Coarse-grained math speech is returned in *pbstr if the range prg selects more than one character while fine-grained speech is returned if prg references an insertion point or selects only one character. GetMathSpeechText() uses the same subset of ITextRange2 methods used by MathBuildDown() and hence can be used by all Microsoft Office math-aware applications on all major platforms (Windows, iOS, Mac, and Android). Key methods include ITextRange2::GetChar2() to fetch individual characters from memory and ITextRange2::GetInlineObject() to find out what kinds of math objects are in memory.

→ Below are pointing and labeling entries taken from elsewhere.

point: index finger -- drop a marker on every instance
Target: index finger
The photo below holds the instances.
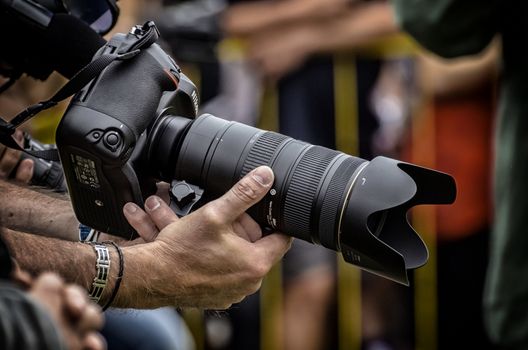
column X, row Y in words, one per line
column 244, row 194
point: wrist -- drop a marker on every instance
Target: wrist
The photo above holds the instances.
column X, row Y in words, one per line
column 145, row 277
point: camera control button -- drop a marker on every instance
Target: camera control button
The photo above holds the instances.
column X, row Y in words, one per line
column 112, row 139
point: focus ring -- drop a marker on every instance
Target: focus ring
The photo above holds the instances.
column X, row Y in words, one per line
column 302, row 189
column 333, row 197
column 262, row 151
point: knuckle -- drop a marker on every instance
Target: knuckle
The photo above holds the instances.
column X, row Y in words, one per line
column 212, row 216
column 246, row 190
column 259, row 270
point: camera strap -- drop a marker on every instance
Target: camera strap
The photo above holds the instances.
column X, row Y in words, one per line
column 148, row 35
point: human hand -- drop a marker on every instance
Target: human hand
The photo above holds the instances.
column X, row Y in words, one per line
column 211, row 258
column 77, row 318
column 10, row 158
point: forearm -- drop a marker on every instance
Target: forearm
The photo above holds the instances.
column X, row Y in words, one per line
column 25, row 209
column 357, row 26
column 75, row 262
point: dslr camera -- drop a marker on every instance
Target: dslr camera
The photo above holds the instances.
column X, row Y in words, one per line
column 136, row 124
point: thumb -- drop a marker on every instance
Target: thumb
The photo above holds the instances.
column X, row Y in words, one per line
column 244, row 194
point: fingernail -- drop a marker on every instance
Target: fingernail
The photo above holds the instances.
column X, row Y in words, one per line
column 263, row 175
column 30, row 167
column 152, row 203
column 130, row 208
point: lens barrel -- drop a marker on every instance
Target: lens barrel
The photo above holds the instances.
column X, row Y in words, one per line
column 322, row 196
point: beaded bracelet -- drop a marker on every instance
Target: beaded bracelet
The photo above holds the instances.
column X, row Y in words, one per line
column 119, row 275
column 102, row 270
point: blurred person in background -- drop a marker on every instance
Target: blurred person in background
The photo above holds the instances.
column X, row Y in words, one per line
column 282, row 39
column 282, row 36
column 16, row 219
column 44, row 313
column 453, row 28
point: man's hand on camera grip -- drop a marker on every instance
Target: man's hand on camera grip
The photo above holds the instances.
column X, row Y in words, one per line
column 213, row 257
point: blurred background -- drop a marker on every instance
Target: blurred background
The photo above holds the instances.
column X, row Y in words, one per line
column 336, row 73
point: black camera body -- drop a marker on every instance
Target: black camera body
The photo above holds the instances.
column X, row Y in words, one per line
column 102, row 136
column 136, row 124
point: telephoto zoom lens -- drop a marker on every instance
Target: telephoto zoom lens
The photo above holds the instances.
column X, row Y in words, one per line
column 320, row 195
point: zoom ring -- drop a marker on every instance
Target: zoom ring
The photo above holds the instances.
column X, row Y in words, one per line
column 262, row 151
column 303, row 188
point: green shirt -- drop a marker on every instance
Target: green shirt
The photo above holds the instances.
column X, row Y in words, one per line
column 452, row 28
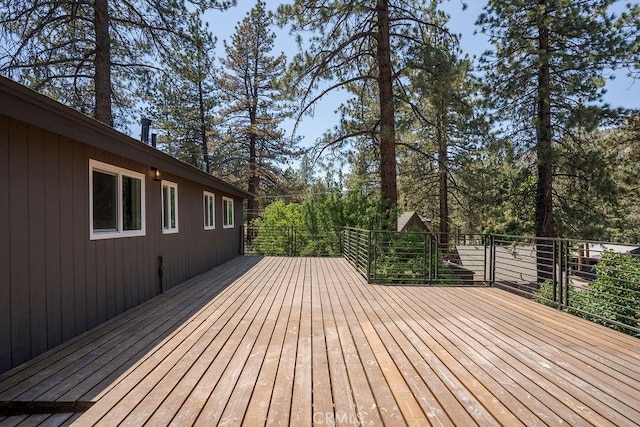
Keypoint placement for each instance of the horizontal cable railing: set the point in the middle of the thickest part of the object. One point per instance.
(598, 281)
(416, 257)
(292, 241)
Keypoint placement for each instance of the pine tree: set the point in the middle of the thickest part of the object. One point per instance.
(355, 44)
(185, 97)
(88, 54)
(547, 74)
(253, 106)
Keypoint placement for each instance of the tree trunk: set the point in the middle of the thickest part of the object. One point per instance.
(442, 179)
(254, 179)
(102, 64)
(544, 195)
(203, 130)
(388, 183)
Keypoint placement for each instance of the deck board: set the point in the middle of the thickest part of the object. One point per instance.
(299, 341)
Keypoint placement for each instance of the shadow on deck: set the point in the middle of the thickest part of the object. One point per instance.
(306, 340)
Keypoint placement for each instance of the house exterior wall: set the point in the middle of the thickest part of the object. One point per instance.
(56, 283)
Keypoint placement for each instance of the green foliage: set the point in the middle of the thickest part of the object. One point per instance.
(90, 55)
(544, 295)
(406, 257)
(613, 299)
(615, 294)
(552, 58)
(254, 105)
(183, 98)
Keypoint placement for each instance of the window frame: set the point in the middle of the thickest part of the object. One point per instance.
(209, 225)
(225, 216)
(119, 173)
(169, 185)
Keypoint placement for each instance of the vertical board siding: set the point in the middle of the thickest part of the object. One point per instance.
(67, 289)
(5, 248)
(37, 239)
(53, 242)
(55, 283)
(19, 241)
(82, 304)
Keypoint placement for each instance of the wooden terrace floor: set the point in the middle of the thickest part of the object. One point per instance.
(306, 340)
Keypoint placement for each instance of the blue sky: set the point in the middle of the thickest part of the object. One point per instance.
(621, 91)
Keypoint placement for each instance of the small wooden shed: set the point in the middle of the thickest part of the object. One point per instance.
(93, 223)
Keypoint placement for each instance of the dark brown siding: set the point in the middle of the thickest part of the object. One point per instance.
(56, 283)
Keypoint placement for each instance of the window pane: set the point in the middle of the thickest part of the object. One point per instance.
(105, 201)
(131, 203)
(165, 206)
(206, 211)
(172, 203)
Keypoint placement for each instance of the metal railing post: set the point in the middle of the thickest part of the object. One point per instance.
(368, 256)
(554, 268)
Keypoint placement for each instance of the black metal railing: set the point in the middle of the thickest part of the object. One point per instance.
(292, 241)
(599, 281)
(416, 257)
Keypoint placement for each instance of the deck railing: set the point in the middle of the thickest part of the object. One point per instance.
(599, 281)
(595, 280)
(292, 241)
(416, 257)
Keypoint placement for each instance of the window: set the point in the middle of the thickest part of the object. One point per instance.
(116, 202)
(169, 207)
(227, 212)
(209, 211)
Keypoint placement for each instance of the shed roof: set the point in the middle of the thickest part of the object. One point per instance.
(411, 218)
(26, 105)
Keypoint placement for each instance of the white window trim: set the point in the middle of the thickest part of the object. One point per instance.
(170, 185)
(233, 216)
(119, 172)
(206, 194)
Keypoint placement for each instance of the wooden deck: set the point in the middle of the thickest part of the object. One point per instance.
(305, 340)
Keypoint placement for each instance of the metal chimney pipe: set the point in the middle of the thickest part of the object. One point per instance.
(146, 124)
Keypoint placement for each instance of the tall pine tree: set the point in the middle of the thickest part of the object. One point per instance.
(88, 54)
(184, 98)
(253, 106)
(356, 43)
(546, 73)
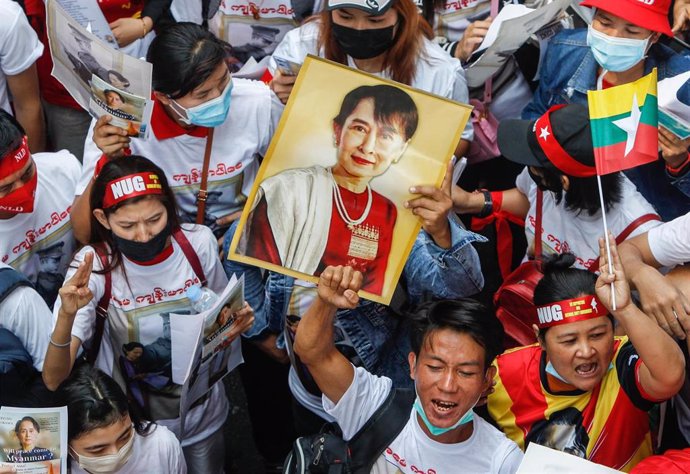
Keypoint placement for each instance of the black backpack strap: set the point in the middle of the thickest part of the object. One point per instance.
(190, 253)
(10, 280)
(102, 308)
(380, 430)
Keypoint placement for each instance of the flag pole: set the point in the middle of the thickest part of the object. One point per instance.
(606, 238)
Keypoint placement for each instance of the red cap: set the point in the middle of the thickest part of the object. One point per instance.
(649, 14)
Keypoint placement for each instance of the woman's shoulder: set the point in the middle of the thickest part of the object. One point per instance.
(160, 438)
(290, 176)
(432, 54)
(297, 43)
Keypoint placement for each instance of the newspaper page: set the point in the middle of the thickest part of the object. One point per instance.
(510, 30)
(101, 79)
(33, 440)
(90, 16)
(201, 354)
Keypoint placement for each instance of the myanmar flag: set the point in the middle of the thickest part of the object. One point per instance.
(624, 125)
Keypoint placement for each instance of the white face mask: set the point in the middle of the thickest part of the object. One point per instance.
(108, 463)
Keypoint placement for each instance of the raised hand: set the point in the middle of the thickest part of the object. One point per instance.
(433, 207)
(620, 283)
(111, 140)
(75, 293)
(338, 286)
(472, 38)
(243, 320)
(282, 86)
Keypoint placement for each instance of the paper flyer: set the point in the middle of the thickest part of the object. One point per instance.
(33, 440)
(511, 29)
(542, 460)
(102, 79)
(672, 109)
(202, 355)
(90, 16)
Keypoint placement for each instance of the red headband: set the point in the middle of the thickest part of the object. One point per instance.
(555, 152)
(570, 311)
(133, 185)
(15, 160)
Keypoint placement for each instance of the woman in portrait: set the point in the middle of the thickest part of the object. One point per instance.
(27, 430)
(308, 218)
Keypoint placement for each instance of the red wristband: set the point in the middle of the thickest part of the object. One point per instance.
(677, 170)
(497, 200)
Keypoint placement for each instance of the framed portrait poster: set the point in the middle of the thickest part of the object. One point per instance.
(332, 187)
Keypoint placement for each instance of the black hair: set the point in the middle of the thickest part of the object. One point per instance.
(130, 346)
(117, 168)
(11, 133)
(583, 193)
(562, 282)
(37, 427)
(94, 400)
(183, 57)
(392, 106)
(463, 315)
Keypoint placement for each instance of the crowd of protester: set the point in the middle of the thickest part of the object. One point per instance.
(82, 266)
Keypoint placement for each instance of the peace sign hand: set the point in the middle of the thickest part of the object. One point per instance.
(75, 293)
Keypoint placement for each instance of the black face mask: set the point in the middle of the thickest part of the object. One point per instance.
(364, 44)
(143, 251)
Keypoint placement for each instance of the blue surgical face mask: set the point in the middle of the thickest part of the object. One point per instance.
(616, 54)
(435, 430)
(550, 369)
(209, 114)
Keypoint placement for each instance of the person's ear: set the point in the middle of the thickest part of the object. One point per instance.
(490, 374)
(412, 359)
(162, 98)
(101, 218)
(337, 130)
(535, 328)
(402, 152)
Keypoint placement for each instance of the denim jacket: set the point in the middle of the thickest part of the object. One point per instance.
(569, 70)
(378, 335)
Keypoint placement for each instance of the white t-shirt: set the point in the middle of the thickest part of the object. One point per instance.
(139, 311)
(246, 133)
(40, 244)
(437, 72)
(670, 243)
(160, 452)
(487, 450)
(19, 46)
(26, 315)
(565, 231)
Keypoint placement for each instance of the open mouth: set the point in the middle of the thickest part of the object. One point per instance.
(443, 406)
(586, 370)
(361, 161)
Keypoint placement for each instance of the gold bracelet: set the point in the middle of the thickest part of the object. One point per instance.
(66, 344)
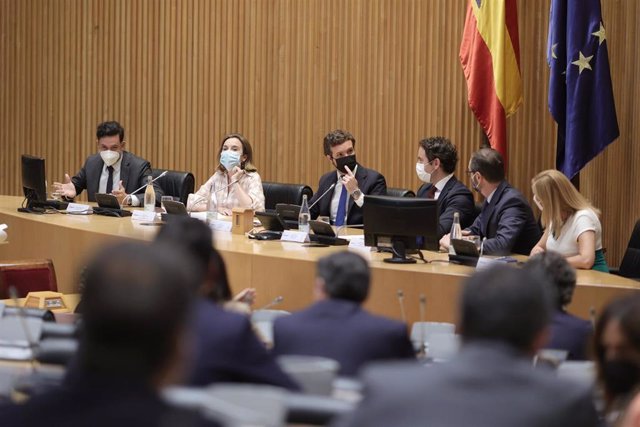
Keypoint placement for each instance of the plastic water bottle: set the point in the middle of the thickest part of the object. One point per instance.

Exposing Math Speech to Assistive Technologies

Math speech is exposed to UI Automation clients via methods of the UIA interface ITextRangeProvider. So, in principle any AT that uses these methods automatically gets math speech for math zones. Nevertheless, it’s desirable for AT’s to know if math zones are involved. One approach is to identify math zones by a new, explicit UIA math-zone object or by a custom object with a localized name like “math zone”. But a more efficient approach that mirrors what’s in memory is to have a math-zone format attribute. Specifically, TextUnit_Format is one of the units supported by ITextRangeProvider::ExpandToEnclosingUnit and ITextRangeProvider::MoveEndpointByUnit. To find out an attribute, such as UIA_IsItalicAttributeId, of a TextUnit_Format instance, a client calls  ITextRangeProvider::GetAttributeValue. AT’s could know if a math zone is active if a new attribute ID, UIA_IsMathZoneAttributeId, is added to identify math zones. In fact, there is a new UIA math annotation property AnnotationType_Mathematics, which can be retrieved by calling ITextRangeProvider::GetAttributeValue().